If you’ve been shopping mortgage rates or recently purchased a new home, you have probably heard about the first time home buyer tax credit. It was planned to expire November 30, 2009 but was extended to April 2010. Whether or not you claimed this credit, there are some important facts you may need to know.
Did I Qualify for the Home Buyer Tax Credit?
Even if you have purchased a home in the past, you should know that this tax law considers first time home buyers to be anyone who has not lived in their own home for the previous three years. Additionally, this extension did not only affect those purchasing new homes — anyone who upgraded to a larger home before the April cut-off was also eligible to receive a tax credit.
The credits total $8,000 for new home buyers, while homeowners who purchased a larger space were eligible for a credit up to $6,500. These credits are subject to income limits, however. J. Money of BudgetsAreSexy.com breaks down the numbers further in his article pertaining to new tax laws.
IRS Late with Home Buyer Credits
Those who were eligible could not e-file because doing so would delay refunds. Due to additional paperwork requirements meant to reduce fraud, anyone who originally planned to file taxes electronically had to instead mail in their taxes.
Also, early filers did not receive their credit as soon as expected. The IRS didn’t begin processing first time home buyer tax credit claims for tax year 2009 until mid-February of this year. January filers did not receive refunds for several weeks and according to CNNMoney.com, the IRS advised some taxpayers they may not receive a credit for four months.
Excitement Over Home Buyer Credit Sparks Fraud
There were plenty of fraudulent claims for the first time home buyer tax credit, including over a thousand prisoners who claimed $9.1 million in credits, even though they were in prison during the time they supposedly purchased homes.

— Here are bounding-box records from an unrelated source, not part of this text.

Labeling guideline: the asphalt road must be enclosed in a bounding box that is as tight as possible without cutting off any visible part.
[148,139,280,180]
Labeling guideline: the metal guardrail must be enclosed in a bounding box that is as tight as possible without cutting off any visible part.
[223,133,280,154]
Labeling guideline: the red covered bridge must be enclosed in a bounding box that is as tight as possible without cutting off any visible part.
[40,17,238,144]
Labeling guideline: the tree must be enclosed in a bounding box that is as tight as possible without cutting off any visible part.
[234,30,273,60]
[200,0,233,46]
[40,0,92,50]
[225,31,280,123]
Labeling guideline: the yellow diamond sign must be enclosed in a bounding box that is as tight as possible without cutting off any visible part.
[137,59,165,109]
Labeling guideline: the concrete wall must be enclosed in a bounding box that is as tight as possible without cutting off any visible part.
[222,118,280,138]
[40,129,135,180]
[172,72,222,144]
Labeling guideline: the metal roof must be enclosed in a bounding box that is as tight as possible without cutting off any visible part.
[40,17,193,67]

Shockingly, even IRS employees were guilty of fraudulent claims. At least 34 IRS employees filed for the credit, even though it was proven that they already owned property and were not considered first time buyers (Forbes.com).
What if I Qualified for the Home Buyer Credit but Didn’t Claim It?
You may have needed to sign the dotted line by this last April, but the credit applies as long as the sale closes by June 30, 2010, as reported by Jenifer B. McKim of Boston.com.
However, there is a push to extend the deadline a bit further. Senate approval is pending to extend the close date on a home to September 30, in order to qualify for the credit. SavingToInvest.com reports the rush of buyers in the past several months has created too large of a backlog for realtors.
If you didn’t complete a Form 5405 along with your 2009 taxes, however, sorry — it’s too late.
You may not have missed much, though. According to RISMedia.com, buyers who neglected to claim the credit may actually save more money on a new home purchase anyway. Apparently, now that the credit has expired, buyers on the market for a new home are harder to find and sellers are dropping prices to boost home sales again. Interest rates have also dropped to the level that buyers may save well over $8,000 over the entire term of the loan.
If you still wish you had a chance to save thousands on a new home purchase, there may still be hope. CashMoneyLife writes that “active members of the Armed Forces and certain federal employees who are currently working outside of the US” have until April 2011 to claim the credit.